物欲を断って勝ち運を呼び込む。ヤクルトのドラフト1位原樹理投手(22=東洋大)が“断捨離”の精神に従った。19日、戸田の室内練習場で新人合同自主トレ終了後、寮での暮らしを聞かれ「何も買ってない。部屋にもテレビ、冷蔵庫、ベッドとか最低限のものだけ」と、質素な暮らしぶりを明かした。

 試合用と練習用を使い分けるのが普通のグラブも、1つだけという徹底ぶり。大学3年時、物であふれ返った部屋を見て「無駄なものはいらない」と一念発起した。衣類が詰まった衣装ケース、グラブ20個など…。片付けると段ボール約20個分になり、約4万円の送料をかけて兵庫県内の実家で保管してもらっている。

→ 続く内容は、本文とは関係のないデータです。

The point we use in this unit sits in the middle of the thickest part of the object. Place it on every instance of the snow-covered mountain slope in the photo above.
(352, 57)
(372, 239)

 シンプルな生活は野球にも直結する。無駄な気負いを「捨」てることが、原樹の投球パターン。「10割の気持ちで投げると、ここぞでミスが起きる。8割くらいで気持ちに余裕がある方がベスト」。昨秋の入れ替え戦(対駒大)でも実感した。「連投しましたが、2戦目の方が気持ち的に楽で、投球もよかった」。プロでも、ただ勝利だけを突き詰める。【栗田尚樹】

 ◆断捨離(だんしゃり) 日常生活に不要なモノを大胆に断つ、あるいは捨てることで物欲から解放されること。ヨガの「断行(だんぎょう)」「捨行(しゃぎょう)」「離行(りぎょう)」という考え方が土台にある。部屋を片づける極意だけでなく、人生訓としても大きな支持を得た近藤麻理恵さんの著書「人生がときめく片づけの魔法」はベストセラーになった。